Science and technology

Monday, 17 December, 2012 - 14:44

Vasa - a successful failure?

by Nicole Salomon

Let’s go back to Stockholm in the year 1628. On the 10th of August a huge Swedish warship called VASA leaves the harbour of Stockholm on its first (maiden) voyage. On board are not only sailors and soldiers, but also their families who are allowed to travel with the crew for a while. The king ordered the building of battle ships, including the Vasa, in hope of transforming Sweden into one of the greatest naval powers of Europe. Not only the size was impressive (height: 52,5 metres from the keel to the top of the mainmast, length: 69 metres, breadth: 11,7 metres) but also for the first time 64 cannons were fixed onto two decks of the ship.

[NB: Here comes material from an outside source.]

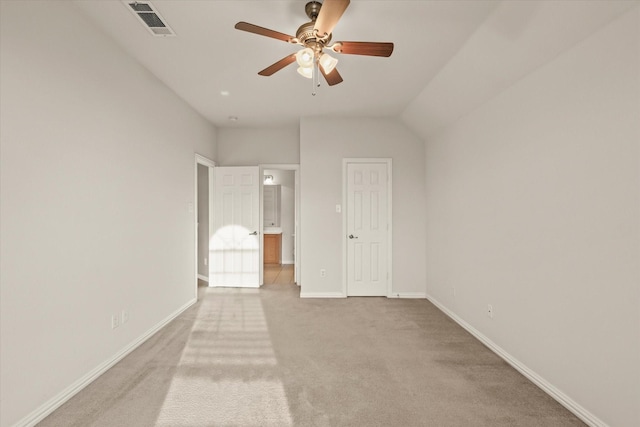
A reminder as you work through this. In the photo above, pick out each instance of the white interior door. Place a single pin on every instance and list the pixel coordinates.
(235, 241)
(367, 229)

25 minutes after the launch of the Vasa, thousands of watching people from Stockholm are in shock: a gust of wind takes the massive sails and the huge vessel leans dangerously to one side! Horror strikes when it becomes clear that the gun ports on one side (still open for the salute) fill with water immediately.  Within a short amount of time, the Vasa has sunk to the bottom of the sea and has taken 30 of 150 people with her – only 1,3 kilometres away from the city! Rumours about the sinking emerge in Sweden and the rest of Europe – whose fault was it that two years of hard work, loads of money and the lives of 30 people are lost? As it turns out, the captain of the Vasa knew that the ship was not stable for a journey because it was built too narrow and the central point of gravity was too high. This is why a gust of wind was enough to sink it! However, the admiral, who was afraid of telling the king that all these years of work had been for nothing, took the risk - and lost.

Stockholm today.

Not far from the city centre, on an island that belongs to the king of Sweden, I see two masts rising from the top of a high building – the very popular Vasamuseet (Vasa museum). Entering the hall of the museum I am amazed by the view: the Vasa ship emerges in full size in front of me. After a free tour I’ve learned that 95 per cent (!) of the ship is original: in the 1960s the wreck was found on the bottom of the sea and raised up to the surface without breaking it. The preservation of the Vasa took another three decades until Stockholm opened up a museum around the ship in 1990. People could now explore the fascinating mystery of the warship.

Calling the Vasa a complete failure does not seem fair: because of the sinking, science was able to make progress, especially on preservation techniques. The archaeological findings from the ship (including human skeletons and their belongings) tell us a lot about how people used to live in the 17th century. Moreover, the Vasa, a great loss for the country back then, now creates an income for many people working in the tourist sector.

The Swedish King Gustav II Adolf made this ship hoping to be remembered. Never in his wildest dreams could he have imagined what the future would hold for his "unlucky" flagship.